The most reliable solution has been a slightly complex orchestration of relatively simple prompts. Each prompt is responsible for a dedicated task: narrowing down a single type of information into high-signal context for the final decision-maker to consume:

Decomposing Triage into a chain of focused classification steps made each step manageable - instead of one agent trying to answer a three-or-four-way question through a binary interface, each link in the chain gets its own context, its own prompt, and eval coverage.

Even this taxonomy has edges. Say a test fails after waiting 60 seconds for an API response - is that a test that should be more patient, or is that a broken UX that should be flagged? We’ve had customers argue both sides. But at least now this ambiguity can be addressed with appropriate context, rather than hidden in a binary choice that punishes the agent no matter what it picks.

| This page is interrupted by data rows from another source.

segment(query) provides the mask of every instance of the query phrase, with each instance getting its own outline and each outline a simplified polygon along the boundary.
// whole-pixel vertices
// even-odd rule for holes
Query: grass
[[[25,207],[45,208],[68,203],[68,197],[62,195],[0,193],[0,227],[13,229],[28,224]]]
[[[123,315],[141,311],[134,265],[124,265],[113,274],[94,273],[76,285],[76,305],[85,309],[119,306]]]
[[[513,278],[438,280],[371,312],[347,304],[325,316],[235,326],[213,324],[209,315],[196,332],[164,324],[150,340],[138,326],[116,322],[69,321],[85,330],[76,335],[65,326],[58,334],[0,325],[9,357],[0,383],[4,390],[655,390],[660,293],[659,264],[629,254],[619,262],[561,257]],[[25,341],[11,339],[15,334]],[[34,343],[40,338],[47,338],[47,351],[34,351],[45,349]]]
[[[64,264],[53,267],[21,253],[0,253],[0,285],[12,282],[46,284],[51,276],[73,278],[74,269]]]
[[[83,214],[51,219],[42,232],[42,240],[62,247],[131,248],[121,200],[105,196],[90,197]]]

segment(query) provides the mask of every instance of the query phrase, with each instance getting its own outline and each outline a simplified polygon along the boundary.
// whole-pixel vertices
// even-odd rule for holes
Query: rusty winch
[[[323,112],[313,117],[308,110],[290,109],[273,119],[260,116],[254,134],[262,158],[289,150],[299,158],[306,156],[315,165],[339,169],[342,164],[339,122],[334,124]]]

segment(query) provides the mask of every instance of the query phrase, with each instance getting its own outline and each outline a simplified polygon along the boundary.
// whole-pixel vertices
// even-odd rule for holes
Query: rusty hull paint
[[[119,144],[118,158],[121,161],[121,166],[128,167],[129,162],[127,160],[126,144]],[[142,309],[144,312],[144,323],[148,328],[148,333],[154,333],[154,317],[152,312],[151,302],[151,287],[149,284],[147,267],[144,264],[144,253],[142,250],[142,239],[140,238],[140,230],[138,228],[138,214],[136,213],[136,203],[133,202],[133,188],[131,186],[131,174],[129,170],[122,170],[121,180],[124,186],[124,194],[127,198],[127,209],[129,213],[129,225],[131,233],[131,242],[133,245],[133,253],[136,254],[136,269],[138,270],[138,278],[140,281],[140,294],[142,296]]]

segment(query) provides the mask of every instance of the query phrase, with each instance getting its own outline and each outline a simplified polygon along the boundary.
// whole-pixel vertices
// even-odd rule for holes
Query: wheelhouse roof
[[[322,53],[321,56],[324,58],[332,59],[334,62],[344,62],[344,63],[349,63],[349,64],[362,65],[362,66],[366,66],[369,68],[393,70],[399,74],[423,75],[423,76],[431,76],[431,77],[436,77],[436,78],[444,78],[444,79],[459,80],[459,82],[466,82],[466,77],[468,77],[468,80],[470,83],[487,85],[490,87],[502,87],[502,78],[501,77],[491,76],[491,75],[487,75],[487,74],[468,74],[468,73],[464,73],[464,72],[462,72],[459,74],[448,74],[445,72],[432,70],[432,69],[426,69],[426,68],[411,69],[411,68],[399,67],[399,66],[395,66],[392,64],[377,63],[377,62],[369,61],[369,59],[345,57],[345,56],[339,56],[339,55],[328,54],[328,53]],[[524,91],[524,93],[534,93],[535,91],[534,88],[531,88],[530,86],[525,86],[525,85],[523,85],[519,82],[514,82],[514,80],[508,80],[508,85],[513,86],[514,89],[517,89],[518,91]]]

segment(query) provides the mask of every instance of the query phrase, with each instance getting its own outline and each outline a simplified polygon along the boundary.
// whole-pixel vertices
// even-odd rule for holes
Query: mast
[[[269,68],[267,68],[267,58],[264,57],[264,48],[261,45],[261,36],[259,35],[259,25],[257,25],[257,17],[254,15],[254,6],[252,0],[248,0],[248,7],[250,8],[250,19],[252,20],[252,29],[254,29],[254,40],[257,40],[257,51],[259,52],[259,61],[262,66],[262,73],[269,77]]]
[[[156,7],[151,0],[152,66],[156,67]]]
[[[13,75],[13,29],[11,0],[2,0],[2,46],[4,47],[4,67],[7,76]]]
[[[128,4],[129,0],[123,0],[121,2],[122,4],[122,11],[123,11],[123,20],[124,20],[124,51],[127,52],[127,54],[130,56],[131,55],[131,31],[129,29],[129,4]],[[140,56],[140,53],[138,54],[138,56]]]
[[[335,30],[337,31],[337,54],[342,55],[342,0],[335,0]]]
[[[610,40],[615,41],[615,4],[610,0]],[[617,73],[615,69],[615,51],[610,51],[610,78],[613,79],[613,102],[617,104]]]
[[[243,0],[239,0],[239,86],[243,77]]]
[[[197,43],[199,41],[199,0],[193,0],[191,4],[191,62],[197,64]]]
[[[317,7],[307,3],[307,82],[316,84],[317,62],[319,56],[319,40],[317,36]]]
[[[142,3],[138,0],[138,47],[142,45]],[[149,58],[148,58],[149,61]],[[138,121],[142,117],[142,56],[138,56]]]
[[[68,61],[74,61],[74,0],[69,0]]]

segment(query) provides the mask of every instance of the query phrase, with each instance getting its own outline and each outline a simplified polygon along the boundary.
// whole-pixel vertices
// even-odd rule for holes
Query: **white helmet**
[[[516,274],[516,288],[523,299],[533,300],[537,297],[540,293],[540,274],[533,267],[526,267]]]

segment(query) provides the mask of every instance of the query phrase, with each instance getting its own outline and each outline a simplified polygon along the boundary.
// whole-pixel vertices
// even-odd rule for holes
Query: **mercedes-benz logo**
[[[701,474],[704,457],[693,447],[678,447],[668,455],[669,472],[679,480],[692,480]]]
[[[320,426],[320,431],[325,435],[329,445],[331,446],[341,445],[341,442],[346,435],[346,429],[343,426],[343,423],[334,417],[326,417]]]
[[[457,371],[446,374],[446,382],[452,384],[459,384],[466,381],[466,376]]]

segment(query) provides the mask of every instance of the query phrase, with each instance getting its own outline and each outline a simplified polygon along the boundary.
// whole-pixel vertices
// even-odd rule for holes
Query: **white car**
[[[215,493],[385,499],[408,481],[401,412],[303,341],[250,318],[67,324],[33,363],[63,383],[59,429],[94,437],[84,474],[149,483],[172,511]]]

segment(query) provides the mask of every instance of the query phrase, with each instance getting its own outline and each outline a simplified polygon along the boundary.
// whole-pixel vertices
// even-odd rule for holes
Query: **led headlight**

In March 2026, building reliable agents is still difficult. It takes thought, patience, balance, and a high willingness to trade tokens for confidence. You need to be excellent at analyzing the data, understanding the problem, and asking the right question.
What’s Next?
We’re still learning and improving. No doubt someday we will revisit Triage and learn new things again. For now, we’ve shifted this intensity of focus to our test-fixing and test-writing agents. We’re taking the high-quality output of the Triage agent and building it into FixTest, and making all of our code-writing agents interactive so they can be supervised and guided in real-time by our team and our customers. No doubt we will learn surprising things there as well, and be pushed to challenge our assumptions once more.